482 Pa. 612 (1978) 394 A.2d 490

Marian J. REINERT, Administratrix of the Estate of Audrey S. Reinert, Deceased,
and
Robert L. Mitch, Administrator of the Estate of Vicki L. Mitch, Deceased, Appellants,
v.
PENNSYLVANIA DEPARTMENT OF TRANSPORTATION.

Supreme Court of Pennsylvania.

Submitted October 16, 1978. Decided November 18, 1978.

*613 Robert M. Ruzzi, Bernard J. Avellino, Philadelphia, for appellants.

Richard Herskovitz, Asst. Atty. Gen., Harrisburg, for appellee.

Before EAGEN, C.J., and O'BRIEN, ROBERTS, POMEROY, NIX, MANDERINO and LARSEN, JJ.

OPINION

PER CURIAM.

Appellants' decedents, Audrey S. Reinert and Vicki L. Mitch, were killed in an automobile collision on February 3, 1974, on Legislative Route 100 in Chester County, Pennsylvania. Marian J. Reinert and Robert L. Mitch, the respective administrators of the decedents' estates, filed a joint complaint in Commonwealth Court against the Pennsylvania Department of Transportation, asserting survival and wrongful death causes of action arising out of the alleged *614 negligence of the defendant in failing to design or construct the state highway here involved with a guard rail separating opposing lanes of traffic. The Department of Transportation filed a preliminary objection "in the nature of a petition raising a question of jurisdiction" asserting the immunity from suit of the Commonwealth of Pennsylvania by virtue of Article I, Section 11 of the Constitution of Pennsylvania and praying for a dismissal of the complaint.
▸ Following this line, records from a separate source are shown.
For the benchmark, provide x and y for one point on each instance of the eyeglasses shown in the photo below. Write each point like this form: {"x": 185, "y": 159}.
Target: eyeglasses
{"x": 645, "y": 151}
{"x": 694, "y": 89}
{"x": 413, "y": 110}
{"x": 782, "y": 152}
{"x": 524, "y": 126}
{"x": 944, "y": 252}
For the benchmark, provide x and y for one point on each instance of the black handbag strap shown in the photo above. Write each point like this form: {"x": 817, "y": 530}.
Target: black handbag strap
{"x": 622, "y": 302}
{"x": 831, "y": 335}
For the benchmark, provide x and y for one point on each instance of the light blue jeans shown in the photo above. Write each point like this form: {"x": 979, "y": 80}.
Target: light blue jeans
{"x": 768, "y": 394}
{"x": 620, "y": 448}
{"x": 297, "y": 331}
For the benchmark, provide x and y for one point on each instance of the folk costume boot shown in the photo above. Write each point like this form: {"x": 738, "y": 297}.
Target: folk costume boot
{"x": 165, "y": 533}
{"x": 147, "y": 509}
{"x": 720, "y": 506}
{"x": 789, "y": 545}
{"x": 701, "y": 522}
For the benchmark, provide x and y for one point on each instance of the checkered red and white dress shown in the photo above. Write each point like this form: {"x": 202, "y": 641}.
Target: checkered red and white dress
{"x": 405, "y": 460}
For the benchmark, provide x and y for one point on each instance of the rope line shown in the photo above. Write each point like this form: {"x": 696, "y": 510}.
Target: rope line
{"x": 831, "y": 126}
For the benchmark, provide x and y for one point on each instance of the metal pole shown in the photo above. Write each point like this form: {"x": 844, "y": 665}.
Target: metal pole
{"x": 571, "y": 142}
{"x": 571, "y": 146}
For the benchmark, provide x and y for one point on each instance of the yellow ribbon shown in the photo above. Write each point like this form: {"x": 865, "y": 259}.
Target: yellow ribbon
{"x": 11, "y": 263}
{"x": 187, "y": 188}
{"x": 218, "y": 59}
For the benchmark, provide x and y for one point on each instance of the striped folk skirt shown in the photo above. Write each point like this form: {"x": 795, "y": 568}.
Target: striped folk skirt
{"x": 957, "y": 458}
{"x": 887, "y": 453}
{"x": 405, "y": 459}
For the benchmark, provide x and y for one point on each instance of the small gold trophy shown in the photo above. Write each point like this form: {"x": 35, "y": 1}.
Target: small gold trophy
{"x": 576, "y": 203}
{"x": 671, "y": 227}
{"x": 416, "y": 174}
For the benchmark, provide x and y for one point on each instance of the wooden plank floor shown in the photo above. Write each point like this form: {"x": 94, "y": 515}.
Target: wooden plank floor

The Commonwealth Court sustained the objection and dismissed the complaint.[1] This appeal followed.[2]

Recent developments in this Commonwealth in the area of sovereign immunity which have occurred since the decision of the Commonwealth Court under review control the outcome of this appeal. Mayle v. Pennsylvania Department of Highways, 479 Pa. 384, 388 A.2d 709 (1978). This requires that we reverse the order of the Commonwealth Court and remand the case to that court for further proceedings.

It is so ordered.

POMEROY, J., concurs in the result.

NOTES

[1] The Commonwealth Court read the preliminary objection not as going to jurisdiction but as a demurrer. In either case, the procedure followed by the Department of Transportation, acting for the Commonwealth, was improper. See Freach v. Commonwealth, 471 Pa. 558, 564-65 n.6, 370 A.2d 1163, 1166-67 n.6 (1977) (immunity from suit is an affirmative defense which should be pleaded under the heading "New Matter" in a responsive pleading; it is not properly raised by preliminary objections).

[2] We hear this appeal pursuant to Act of July 31, 1970, P.L. 673, No. 223, art. II, § 203, 17 P.S. § 211.203 (Supp. 1978), since superseded by Section 723(a) of the Judicial Code, 42 Pa.C.S. § 723(a) (effective June 27, 1978).